Deloitte warns of imbalances

- PATHOM SANGWONGWA­NICH

A substantia­l rise in household debt and non-performing loans (NPLs) are the major cause of financial imbalances for Thailand’s banking sector, says financial research and consultanc­y Deloitte Touche Tohmatsu Jaiyos Advisory Co.

Somkrit Krishnamra, Deloitte’s Bangkokbas­ed partner for enterprise risk services, said household debt generated from purchases of vehicles and houses caused a tangible financial imbalance in Southeast Asia’s second-largest economy as the debt ratio has climbed considerab­ly.

Thailand’s household debt rose to 10.7 trillion baht or 80.6% of GDP in the second quarter, up from 10.6 trillion baht or 79.9% in the first quarter, reported the Bank of Thailand.

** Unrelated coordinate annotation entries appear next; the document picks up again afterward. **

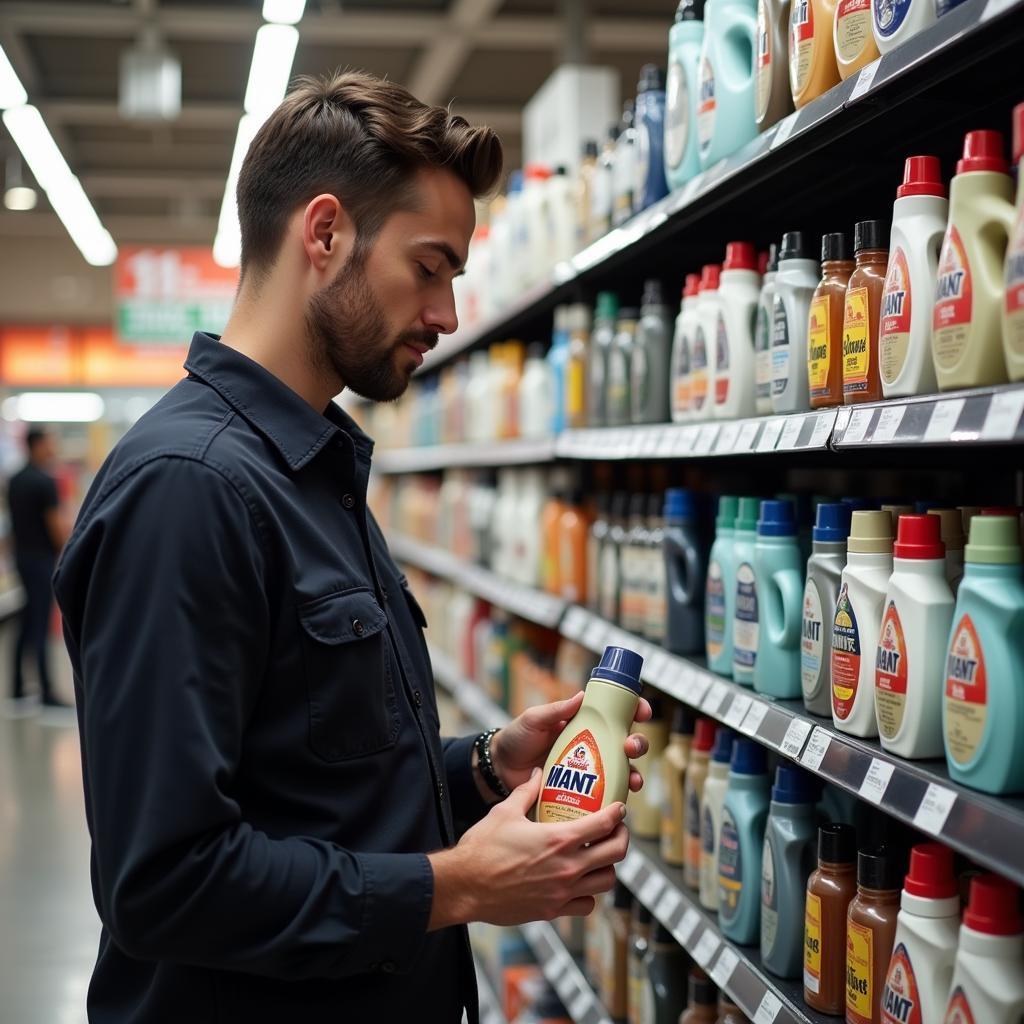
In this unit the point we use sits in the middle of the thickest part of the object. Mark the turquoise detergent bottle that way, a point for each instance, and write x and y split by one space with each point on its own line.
740 843
778 567
983 707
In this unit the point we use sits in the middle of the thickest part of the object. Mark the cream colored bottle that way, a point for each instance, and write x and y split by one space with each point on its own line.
588 768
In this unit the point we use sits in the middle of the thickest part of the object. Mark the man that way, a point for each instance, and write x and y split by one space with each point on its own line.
38 535
274 818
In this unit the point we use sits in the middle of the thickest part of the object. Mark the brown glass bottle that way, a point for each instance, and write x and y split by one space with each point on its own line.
861 379
870 931
829 890
824 327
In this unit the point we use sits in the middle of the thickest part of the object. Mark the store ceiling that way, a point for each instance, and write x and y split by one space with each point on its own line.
164 182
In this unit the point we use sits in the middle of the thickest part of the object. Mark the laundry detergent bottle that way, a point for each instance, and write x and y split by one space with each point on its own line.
725 108
682 155
983 708
967 311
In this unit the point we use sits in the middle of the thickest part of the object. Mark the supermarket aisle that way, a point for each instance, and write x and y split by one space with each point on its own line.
48 925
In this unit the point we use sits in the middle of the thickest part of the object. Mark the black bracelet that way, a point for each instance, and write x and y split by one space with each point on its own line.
486 764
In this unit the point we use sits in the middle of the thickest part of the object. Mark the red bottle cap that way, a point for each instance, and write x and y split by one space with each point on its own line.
993 907
920 537
983 152
922 176
740 256
931 875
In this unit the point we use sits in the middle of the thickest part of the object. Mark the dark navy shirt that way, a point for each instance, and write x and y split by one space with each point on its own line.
262 761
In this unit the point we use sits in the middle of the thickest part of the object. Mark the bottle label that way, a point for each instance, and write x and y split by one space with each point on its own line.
900 1001
853 29
856 342
574 785
706 107
812 944
859 974
845 656
811 638
894 328
967 693
730 868
818 347
890 674
951 315
744 632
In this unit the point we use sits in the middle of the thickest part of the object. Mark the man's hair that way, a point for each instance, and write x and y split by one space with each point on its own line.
361 139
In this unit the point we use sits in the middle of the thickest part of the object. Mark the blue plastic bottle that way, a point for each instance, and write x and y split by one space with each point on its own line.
778 567
720 589
740 844
745 621
725 105
983 707
682 156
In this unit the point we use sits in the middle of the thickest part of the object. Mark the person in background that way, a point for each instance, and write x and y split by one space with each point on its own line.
38 536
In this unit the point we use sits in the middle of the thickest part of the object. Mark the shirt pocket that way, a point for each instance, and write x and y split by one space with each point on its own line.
350 672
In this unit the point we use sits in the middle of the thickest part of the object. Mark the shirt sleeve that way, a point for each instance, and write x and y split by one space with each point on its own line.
167 620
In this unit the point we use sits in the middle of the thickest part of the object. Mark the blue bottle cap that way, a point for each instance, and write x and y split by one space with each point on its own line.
777 519
793 785
620 665
748 758
833 522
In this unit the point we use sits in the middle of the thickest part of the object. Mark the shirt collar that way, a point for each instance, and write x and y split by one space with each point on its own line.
287 420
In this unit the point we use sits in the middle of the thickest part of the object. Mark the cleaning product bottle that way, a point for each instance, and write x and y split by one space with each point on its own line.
725 108
824 324
720 589
772 97
857 621
988 974
649 365
682 157
795 284
824 572
786 861
740 842
734 358
908 663
860 318
587 768
812 51
922 966
747 614
685 571
968 294
778 571
712 803
920 215
762 332
650 183
983 709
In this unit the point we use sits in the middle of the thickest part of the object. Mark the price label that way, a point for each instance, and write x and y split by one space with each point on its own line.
817 747
943 420
877 780
935 808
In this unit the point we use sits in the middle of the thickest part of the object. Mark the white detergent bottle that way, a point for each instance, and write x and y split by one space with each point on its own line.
925 947
735 385
856 620
909 664
988 975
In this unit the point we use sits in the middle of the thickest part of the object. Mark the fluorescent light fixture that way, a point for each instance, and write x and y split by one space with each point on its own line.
53 407
284 11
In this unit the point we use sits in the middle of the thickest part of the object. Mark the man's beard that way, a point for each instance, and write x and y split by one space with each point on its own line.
349 338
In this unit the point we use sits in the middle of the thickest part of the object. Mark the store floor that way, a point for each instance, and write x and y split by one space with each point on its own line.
48 925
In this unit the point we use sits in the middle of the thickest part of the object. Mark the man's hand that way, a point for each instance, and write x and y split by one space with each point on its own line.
508 869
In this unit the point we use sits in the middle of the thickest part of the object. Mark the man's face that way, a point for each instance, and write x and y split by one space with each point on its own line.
373 324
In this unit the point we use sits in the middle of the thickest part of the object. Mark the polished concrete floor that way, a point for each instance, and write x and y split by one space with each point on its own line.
48 925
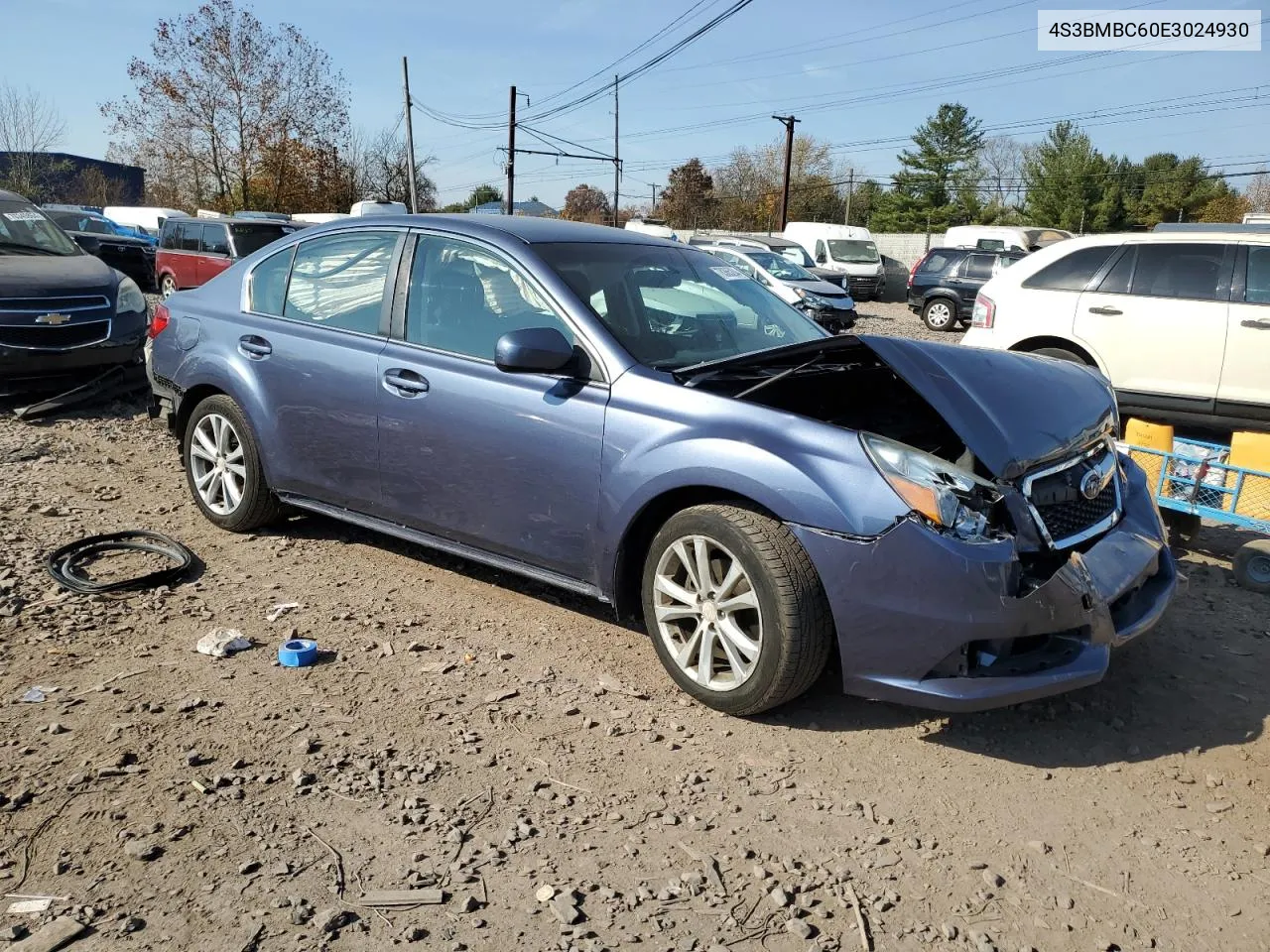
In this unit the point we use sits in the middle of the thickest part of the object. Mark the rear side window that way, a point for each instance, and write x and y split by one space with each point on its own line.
268 291
216 240
979 267
1071 272
1187 271
935 263
1257 286
339 281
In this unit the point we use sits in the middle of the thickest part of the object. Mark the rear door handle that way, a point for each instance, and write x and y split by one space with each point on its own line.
255 348
405 384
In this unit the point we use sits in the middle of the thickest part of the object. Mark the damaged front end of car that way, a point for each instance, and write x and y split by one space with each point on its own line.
1030 547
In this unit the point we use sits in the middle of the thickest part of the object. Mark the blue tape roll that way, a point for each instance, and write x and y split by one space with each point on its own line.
298 653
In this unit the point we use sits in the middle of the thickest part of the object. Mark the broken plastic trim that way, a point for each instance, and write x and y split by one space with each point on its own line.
66 563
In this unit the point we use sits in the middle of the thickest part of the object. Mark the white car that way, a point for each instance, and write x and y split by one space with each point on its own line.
1178 320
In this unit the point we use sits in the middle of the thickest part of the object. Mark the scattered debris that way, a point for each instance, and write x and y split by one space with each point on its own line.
220 643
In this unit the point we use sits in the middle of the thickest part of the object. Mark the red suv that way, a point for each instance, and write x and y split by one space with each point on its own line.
194 250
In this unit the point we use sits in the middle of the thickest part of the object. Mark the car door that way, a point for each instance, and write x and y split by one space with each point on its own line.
503 462
1159 317
1246 368
310 344
213 253
970 276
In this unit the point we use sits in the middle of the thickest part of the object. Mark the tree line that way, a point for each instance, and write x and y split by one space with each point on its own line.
953 175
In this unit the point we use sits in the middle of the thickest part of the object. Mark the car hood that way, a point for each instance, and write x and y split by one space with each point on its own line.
1012 412
48 276
818 287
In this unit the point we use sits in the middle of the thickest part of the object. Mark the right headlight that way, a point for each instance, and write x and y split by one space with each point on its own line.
949 497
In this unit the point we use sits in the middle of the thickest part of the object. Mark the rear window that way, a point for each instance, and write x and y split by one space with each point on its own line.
1071 272
937 262
252 236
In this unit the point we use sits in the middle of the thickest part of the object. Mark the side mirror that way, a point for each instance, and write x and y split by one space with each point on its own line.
532 350
89 243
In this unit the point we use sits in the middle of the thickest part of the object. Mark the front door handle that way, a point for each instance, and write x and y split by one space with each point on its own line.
405 384
255 348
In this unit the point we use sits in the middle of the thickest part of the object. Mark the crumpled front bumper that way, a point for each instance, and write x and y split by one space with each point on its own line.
922 617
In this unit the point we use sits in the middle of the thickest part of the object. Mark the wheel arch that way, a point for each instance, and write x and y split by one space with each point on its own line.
1032 344
633 547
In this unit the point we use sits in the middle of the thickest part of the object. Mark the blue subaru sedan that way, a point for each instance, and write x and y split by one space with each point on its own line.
633 419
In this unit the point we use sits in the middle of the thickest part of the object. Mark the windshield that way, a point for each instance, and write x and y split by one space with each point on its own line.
70 221
780 267
674 307
250 236
26 230
853 252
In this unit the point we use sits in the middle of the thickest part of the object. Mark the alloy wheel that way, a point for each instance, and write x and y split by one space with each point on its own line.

“Banks have to remain cautious as an uptick in NPLs indicates financial problems among small and medium-sized enterprise­s and large corporates,” he said.

Overall NPLs in the third quarter rose to 2.78% valued at 360.5 billion baht, up from 2.38% worth 311.6 billion from April to June, central bank data showed.

A further slowdown in China’s economy and domestic political instabilit­y could trigger undesirabl­e effects associated with financial imbalances here, said Mr Somkrit.

In comparison, Thailand’s real estate boom before the 1997 financial crisis was the main financial imbalance during that period, while factors triggering a domino effect related to the financial meltdown were comprised of debt over-leverage in the domestic banking sector and the baht’s rapid devaluatio­n, he said.

Cybersecur­ity in the banking sector also remains an “emerging risk” as risks associated with malware are being generated every day, said Mr Somkrit.

But Thailand’s banking sector outlook remains stable because of greater risk management and high capital buffers set aside to cushion against bad loans, he said.

Huge US dollar-denominate­d debt shouldered by Thailand is a possible variable causing financial imbalances in the country’s stability, said Tsuyoshi Oyama, Deloitte’s Tokyo-based partner for risk management strategy. The US Federal Reserve’s rate hike causing financial volatility, China’s significan­t economic slowdown, and domestic political unrest could trigger further financial imbalances in Thailand, he said.

Factors used for a stress test in the financial system include bubbles occurring in property or stock markets, a country’s current account deficit or fiscal deficit, and NPLs in the banking sector, said Mr Oyama.

Japanese financial institutio­ns usually conduct stress tests twice a year, but the routine is now insufficie­nt as newer risks emerge on a daily basis, he said, such as a cyberattac­k or a terrorist attack.